Gustavo: É só uma das milhares maneiras de você categorizar algo, né? Tipo, eu com meus amigos podemos sentar e escolher entre nós qual é a melhor banda de rock.

Gabriel: Se for por quesito de votação, perdemos sempre, não tem como [risos]. Nunca ganhamos nada, mas competimos em várias coisas. Mas, quando é votação popular, esqueça. A galera tem um fã-clube gigantesco. Imagina competir com uma Ana Castela ou uma Anitta? 

Gustavo: Não temos chance, não dá certo [risos]. Mas o mais legal é que não nos estressamos com isso, sempre saímos dando mais risada do que quando entramos. Fazemos piada do tipo “somos os melhores perdedores em todos, vamo que vamo!” [risos].

MP: O fandom de vocês vai crescer mais ainda!
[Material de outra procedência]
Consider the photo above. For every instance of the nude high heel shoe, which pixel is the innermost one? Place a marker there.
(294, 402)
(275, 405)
Aliás, já tem crescido, né? Vocês estão experimentando novas sonoridades e abordagens visuais e várias pessoas se interessam cada vez mais. Isso deve se refletir em futuros lançamentos? O que vocês andam pensando para a nova fase?

Gustavo: Acho que o futuro de Jovem Dionísio vai ser exatamente um reflexo do que estamos vivendo hoje e boto fé que estamos buscando tudo isso que falamos, e vai dar para perceber isso no próximo disco. Estamos bem em um momento de trabalhar e levantar músicas, ideias, e coisas que gostamos e entender como essas músicas se comportam juntas.

Gabriel: Esse lançamento serve como um estudo do que vamos fazer mais para frente. Sempre vai ser isso, né? Exploramos o máximo de coisa que podíamos para entender o que gostamos na sonoridade, o que as pessoas gostam em relação as nossas músicas e entender o que vamos fazer daqui pra frente. É um espelho muito fiel para o que está vindo, sabe? Esse clipe mostrou muito uma despretensiosidade nossa, meio pretensiosa, porque é um clipe muito bom e que não tinha essa pretensão, apesar de ter tido uma pretensão inicial. Cai nesse paradoxo. Mas é isso que queremos mostrar cada vez mais: Mostrar para as pessoas que estamos aqui para continuar por bastante tempo, tem bastante coisa que queremos mostrar e colocar no cenário de hoje. Tem muita história que podemos contar e que as pessoas podem ouvir da gente, aí que mora nossa vontade de continuar fazendo música juntos e fazendo tudo o que tem que fazer para termos os melhores resultados possíveis mais para frente. Ainda estamos em uma fase inicial, de criação, nem sabemos muito bem o que vai sair, mas coisas vão sair. Vamos fazer o possível esse ano, temos pensado em parceria, álbum. Vamos fazer um retiro entre nós, ouvindo coisas que gravamos sozinhos e juntos e analisar tudo. 

Gustavo: Dá para sentir a galera da banda meio que com fome disso, mais do que nunca, para esse próximo retiro. Vontade de se juntar cada vez mais para fazer música.